Je suis à Tanger, sur les traces de Matisse et d’Ibn Batouta, ce voyageur insatiable qui nous a offert les descriptions les plus vivantes de Tombouctou. Aujourd’hui, au café Hafa, perché sur les falaises du Détroit, j’observe au loin l’Espagne, cette terre tentatrice pour tant d’âmes clandestines. Entre les volutes paresseuses d’un narguilé, j’ai tenté de revivre l’œuvre intense de Mohamed Choukri, Le pain nu, un chef-d’œuvre traduit jusqu’au Japon.
À l’hôtel Rembrandt, j’ai gravi les marches jusqu’à la chambre qu’occupait Habib Bourguiba, le père de l’indépendance tunisienne, qui échappa ici même, par une échelle de corde, à l’armée française.
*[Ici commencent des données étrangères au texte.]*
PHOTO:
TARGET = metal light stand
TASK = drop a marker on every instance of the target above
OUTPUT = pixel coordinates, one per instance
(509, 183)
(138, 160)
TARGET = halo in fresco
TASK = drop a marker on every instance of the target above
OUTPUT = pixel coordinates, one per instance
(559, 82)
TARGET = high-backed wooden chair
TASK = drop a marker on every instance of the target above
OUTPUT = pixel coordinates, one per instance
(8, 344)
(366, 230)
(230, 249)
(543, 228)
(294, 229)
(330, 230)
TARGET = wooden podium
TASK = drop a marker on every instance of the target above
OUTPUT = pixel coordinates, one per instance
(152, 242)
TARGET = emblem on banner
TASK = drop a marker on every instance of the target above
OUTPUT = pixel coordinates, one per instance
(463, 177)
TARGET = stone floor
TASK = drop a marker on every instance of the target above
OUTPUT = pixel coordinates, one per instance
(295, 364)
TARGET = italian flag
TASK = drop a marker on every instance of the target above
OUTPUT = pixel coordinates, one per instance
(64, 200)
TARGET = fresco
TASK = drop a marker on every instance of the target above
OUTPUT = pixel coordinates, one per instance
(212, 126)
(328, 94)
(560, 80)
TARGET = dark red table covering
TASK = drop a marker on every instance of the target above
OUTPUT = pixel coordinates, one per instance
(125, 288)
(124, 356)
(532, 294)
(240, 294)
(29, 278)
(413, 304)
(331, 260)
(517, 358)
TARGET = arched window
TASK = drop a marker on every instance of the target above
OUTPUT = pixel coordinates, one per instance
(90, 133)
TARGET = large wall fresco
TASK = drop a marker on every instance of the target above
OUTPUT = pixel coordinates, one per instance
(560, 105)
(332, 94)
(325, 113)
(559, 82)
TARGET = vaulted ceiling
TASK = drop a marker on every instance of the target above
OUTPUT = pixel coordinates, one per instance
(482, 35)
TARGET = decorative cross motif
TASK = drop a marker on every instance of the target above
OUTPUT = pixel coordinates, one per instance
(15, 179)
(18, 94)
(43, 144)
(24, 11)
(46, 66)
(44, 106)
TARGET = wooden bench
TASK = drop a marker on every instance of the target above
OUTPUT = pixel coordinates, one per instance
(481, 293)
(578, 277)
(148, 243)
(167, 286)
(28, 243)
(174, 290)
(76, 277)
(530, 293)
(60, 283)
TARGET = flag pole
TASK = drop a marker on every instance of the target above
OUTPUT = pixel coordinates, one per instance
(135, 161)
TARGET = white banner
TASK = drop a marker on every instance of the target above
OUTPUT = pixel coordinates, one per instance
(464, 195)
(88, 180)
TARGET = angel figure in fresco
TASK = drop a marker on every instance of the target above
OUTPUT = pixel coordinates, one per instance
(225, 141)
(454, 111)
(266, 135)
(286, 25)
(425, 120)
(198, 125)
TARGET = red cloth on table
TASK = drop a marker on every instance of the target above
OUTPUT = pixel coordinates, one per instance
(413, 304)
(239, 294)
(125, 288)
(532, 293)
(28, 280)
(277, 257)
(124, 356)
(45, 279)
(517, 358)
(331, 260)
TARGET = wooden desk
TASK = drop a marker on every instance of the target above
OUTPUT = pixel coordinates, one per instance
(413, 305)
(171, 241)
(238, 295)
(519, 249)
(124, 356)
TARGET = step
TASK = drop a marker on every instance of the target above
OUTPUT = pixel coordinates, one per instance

Tanger est un musée à ciel ouvert. Des grottes d’Hercule aux tombeaux romains, en passant par les ruines de la Médina et les marabouts, chaque coin respire l’histoire.
Je suis passé sous les fenêtres du Consulat français, avec un frisson en pensant à la Maison de France, là où, bien plus jeune, j’ai reçu le prix de poésie des jeunes créateurs de la ville, en l’honneur du grand poète libanais Nizar Al Qabbani. Ironie du sort, cette bâtisse pleine de souvenirs est aujourd’hui en ruines, tout comme ces gloires passagères qui marquent une époque avant de s’effacer.
Le café des Cygnes, autrefois animé par des poètes et élevé à la gloire de la fille unique d’un bienfaiteur, a également sa part de nostalgie. J’ai eu le privilège de l’apercevoir, cette fille, quelques jours avant son mariage. Un café où régnait autrefois une splendeur littéraire, décoré de meubles Louis XVI, qui comblait de présents les artistes de passage, y compris le poète le plus naïf et instable.
Un détour par Cap Spartel m’a conduit à l’hôtel Le Mirage, vibrant de légendes. On raconte que Mobutu Sese Seko y séjourna avec toute sa cour. À côté, l’hôtel Robinson évoque la modestie de l’une des princesses les plus humbles, sœur du roi défunt, qui, fatiguée du monde, le quitta avec le sourire aux lèvres.
Tanger, c’est une ville qui respire les souvenirs et l’histoire à chaque coin de rue. Et pourtant, alors que je déambulais entre ses ruelles, c’est le portrait du duc de Guermantes, tiré de À la recherche du temps perdu de Marcel Proust, qui me revint en mémoire. Comme si, à Tanger, le temps était suspendu, juché entre plusieurs époques, entre la réalité et le rêve.
Mais au milieu de tout ce tumulte, entre les rires et les tambours, les robes chatoyantes et les costumes élégants, j’ai capté un seul sourire. Ce sourire a tout effacé, l’espace d’un instant, mes peines et mes doutes. C’était comme une brève échappée vers le néant, le temps d’un éclair, avant de retomber dans le flot de la vie.
Tanger, ville de mille histoires, ville de tous les possibles.